Introduction


Nonlinear Systems Regression and Simulation

The MODEL procedure provides parameter estimation, simulation, and forecasting of dynamic nonlinear simultaneous equation models. The MODEL procedure includes the following features:

  • nonlinear regression analysis for systems of simultaneous equations, including weighted nonlinear regression

  • full range of parameter estimation methods including the following:

    • nonlinear ordinary least squares (OLS)

    • nonlinear seemingly unrelated regression (SUR)

    • nonlinear two-stage least squares (2SLS)

    • nonlinear three-stage least squares (3SLS)

    • iterated SUR

    • iterated 3SLS

    • generalized method of moments (GMM)

    • nonlinear full-information maximum likelihood (FIML)

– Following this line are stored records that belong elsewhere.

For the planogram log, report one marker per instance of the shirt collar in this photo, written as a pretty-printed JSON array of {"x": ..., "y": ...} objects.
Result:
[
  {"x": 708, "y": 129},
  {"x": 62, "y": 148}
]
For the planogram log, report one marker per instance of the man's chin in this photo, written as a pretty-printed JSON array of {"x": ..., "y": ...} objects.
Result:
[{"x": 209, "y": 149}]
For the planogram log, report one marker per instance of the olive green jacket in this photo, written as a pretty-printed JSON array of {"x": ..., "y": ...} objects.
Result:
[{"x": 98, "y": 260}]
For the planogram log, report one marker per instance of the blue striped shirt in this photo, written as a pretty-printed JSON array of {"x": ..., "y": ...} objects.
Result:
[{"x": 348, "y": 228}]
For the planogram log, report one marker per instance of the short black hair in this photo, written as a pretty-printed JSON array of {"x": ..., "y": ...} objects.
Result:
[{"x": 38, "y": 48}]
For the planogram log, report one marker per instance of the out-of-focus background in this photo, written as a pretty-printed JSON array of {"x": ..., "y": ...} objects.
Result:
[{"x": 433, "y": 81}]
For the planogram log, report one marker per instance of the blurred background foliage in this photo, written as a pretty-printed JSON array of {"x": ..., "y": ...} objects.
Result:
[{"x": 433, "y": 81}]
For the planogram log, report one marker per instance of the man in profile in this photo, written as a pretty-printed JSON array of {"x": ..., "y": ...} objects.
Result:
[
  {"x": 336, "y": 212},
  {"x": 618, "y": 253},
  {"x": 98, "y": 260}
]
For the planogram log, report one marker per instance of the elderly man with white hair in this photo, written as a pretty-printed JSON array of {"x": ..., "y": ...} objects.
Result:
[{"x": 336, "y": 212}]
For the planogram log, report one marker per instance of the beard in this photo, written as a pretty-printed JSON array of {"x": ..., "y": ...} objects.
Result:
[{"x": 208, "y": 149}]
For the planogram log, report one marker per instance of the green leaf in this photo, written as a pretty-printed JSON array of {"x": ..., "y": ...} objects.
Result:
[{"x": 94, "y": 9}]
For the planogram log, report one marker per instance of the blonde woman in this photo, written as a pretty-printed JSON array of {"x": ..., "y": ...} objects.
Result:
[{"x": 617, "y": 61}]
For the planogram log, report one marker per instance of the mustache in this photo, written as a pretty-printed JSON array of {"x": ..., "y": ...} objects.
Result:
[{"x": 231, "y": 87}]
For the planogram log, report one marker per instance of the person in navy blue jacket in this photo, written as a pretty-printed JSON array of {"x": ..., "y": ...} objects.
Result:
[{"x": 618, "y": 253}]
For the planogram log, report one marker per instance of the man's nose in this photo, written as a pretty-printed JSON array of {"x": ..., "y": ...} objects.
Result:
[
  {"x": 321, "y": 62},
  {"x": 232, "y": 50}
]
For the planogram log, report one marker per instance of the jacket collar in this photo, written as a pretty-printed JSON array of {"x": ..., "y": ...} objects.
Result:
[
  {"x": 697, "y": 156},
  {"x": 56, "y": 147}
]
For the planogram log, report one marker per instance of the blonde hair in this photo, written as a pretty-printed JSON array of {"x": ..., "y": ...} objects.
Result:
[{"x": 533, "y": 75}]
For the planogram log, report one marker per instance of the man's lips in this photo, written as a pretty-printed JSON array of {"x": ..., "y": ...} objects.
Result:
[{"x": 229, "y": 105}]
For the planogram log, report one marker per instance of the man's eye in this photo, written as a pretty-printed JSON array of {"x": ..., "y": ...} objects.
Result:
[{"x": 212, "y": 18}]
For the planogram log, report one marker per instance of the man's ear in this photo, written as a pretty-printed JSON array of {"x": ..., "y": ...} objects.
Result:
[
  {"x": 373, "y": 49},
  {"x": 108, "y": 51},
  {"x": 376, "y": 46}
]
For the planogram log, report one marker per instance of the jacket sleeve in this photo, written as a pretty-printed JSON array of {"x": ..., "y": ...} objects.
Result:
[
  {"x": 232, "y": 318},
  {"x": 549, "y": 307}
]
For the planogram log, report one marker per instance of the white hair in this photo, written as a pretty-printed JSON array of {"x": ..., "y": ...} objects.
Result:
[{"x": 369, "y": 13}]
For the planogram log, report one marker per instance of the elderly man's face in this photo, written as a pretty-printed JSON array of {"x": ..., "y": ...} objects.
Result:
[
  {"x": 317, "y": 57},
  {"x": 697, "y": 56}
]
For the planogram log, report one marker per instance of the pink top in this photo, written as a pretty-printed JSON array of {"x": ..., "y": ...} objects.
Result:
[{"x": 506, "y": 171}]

    • simulated method of moments (SMM)

  • supports dynamic multi-equation nonlinear models of any size or complexity

  • uses the full power of the SAS programming language for model definition, including left-hand-side expressions

  • hypothesis tests of nonlinear functions of the parameter estimates

  • linear and nonlinear restrictions of the parameter estimates

  • bounds imposed on the parameter estimates

  • computation of estimates and standard errors of nonlinear functions of the parameter estimates

  • estimation and simulation of ordinary differential equations (ODE’s)

  • vector autoregressive error processes and polynomial lag distributions easily specified for the nonlinear equations

  • variance modeling (ARCH, GARCH, and others)

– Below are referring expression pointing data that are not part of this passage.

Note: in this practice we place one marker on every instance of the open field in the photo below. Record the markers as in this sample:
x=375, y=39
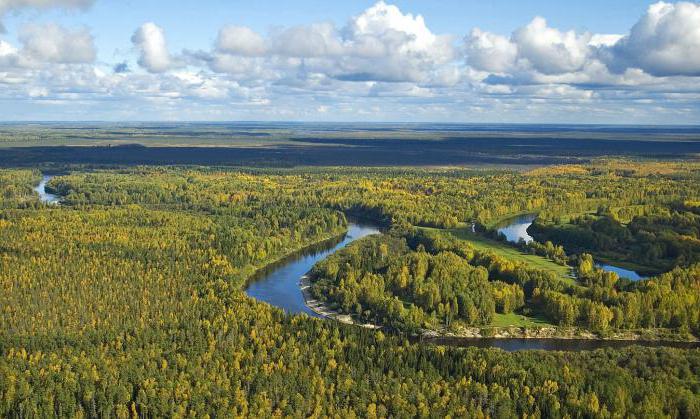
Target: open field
x=511, y=253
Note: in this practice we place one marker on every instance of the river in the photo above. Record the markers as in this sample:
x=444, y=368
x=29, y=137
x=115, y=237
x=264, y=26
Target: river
x=279, y=285
x=44, y=196
x=515, y=229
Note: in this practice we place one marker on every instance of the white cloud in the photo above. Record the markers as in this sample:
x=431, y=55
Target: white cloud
x=665, y=42
x=51, y=43
x=154, y=54
x=384, y=63
x=240, y=40
x=380, y=44
x=490, y=52
x=549, y=50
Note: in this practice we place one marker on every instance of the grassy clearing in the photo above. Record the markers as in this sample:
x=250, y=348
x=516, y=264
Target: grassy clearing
x=509, y=252
x=518, y=320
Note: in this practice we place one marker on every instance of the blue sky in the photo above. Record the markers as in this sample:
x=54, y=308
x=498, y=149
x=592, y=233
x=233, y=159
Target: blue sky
x=625, y=61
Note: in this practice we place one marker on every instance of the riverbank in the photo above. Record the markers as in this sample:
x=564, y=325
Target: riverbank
x=554, y=332
x=320, y=308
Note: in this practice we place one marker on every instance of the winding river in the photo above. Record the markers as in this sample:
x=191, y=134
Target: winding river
x=515, y=229
x=44, y=196
x=279, y=285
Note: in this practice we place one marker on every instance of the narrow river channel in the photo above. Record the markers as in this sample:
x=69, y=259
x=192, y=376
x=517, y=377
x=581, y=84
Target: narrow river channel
x=279, y=285
x=515, y=229
x=45, y=196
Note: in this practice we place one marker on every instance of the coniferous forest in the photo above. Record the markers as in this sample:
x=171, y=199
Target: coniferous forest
x=127, y=298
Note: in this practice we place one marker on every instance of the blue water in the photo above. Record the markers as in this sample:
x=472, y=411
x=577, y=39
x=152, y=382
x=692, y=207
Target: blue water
x=45, y=196
x=279, y=284
x=516, y=228
x=621, y=272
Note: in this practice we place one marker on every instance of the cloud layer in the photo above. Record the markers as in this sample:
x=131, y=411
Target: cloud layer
x=383, y=63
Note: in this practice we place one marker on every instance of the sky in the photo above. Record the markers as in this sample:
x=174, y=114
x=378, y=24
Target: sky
x=545, y=61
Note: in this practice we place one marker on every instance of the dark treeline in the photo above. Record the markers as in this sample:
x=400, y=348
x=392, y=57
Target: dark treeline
x=126, y=299
x=654, y=237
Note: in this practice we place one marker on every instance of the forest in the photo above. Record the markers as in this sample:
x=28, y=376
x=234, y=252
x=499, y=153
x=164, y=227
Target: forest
x=127, y=299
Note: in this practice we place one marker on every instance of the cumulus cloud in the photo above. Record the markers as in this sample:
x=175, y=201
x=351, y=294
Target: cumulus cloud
x=380, y=44
x=665, y=42
x=383, y=62
x=16, y=5
x=240, y=40
x=149, y=39
x=535, y=46
x=51, y=43
x=490, y=52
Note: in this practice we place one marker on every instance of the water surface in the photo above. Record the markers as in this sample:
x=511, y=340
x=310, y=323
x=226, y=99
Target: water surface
x=279, y=284
x=515, y=229
x=44, y=196
x=621, y=272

  • computation of goal-seeking solutions of nonlinear systems to find input values needed to produce target outputs

  • dynamic, static, or n-period-ahead-forecast simulation modes

  • simultaneous solution or single equation solution modes

  • Monte Carlo simulation using parameter estimate covariance and across-equation residuals covariance matrices or user-specified random functions

  • a variety of diagnostic statistics including the following

    • model R-square statistics

    • general Durbin-Watson statistics and exact p-values

    • asymptotic standard errors and t tests

    • first-stage R-square statistics

    • covariance estimates

    • collinearity diagnostics

    • simulation goodness-of-fit statistics

    • Theil inequality coefficient decompositions

    • Theil relative change forecast error measures

    • heteroscedasticity tests

    • Godfrey test for serial correlation

    • Hausman specification test

    • Chow tests

  • block structure and dependency structure analysis for the nonlinear system

  • listing and cross-reference of fitted model

  • automatic calculation of needed derivatives by using exact analytic formula

  • efficient sparse matrix methods used for model solution; choice of other solution methods

Model definition, parameter estimation, simulation, and forecasting can be performed interactively in a single SAS session or models can also be stored in files and reused and combined in later runs.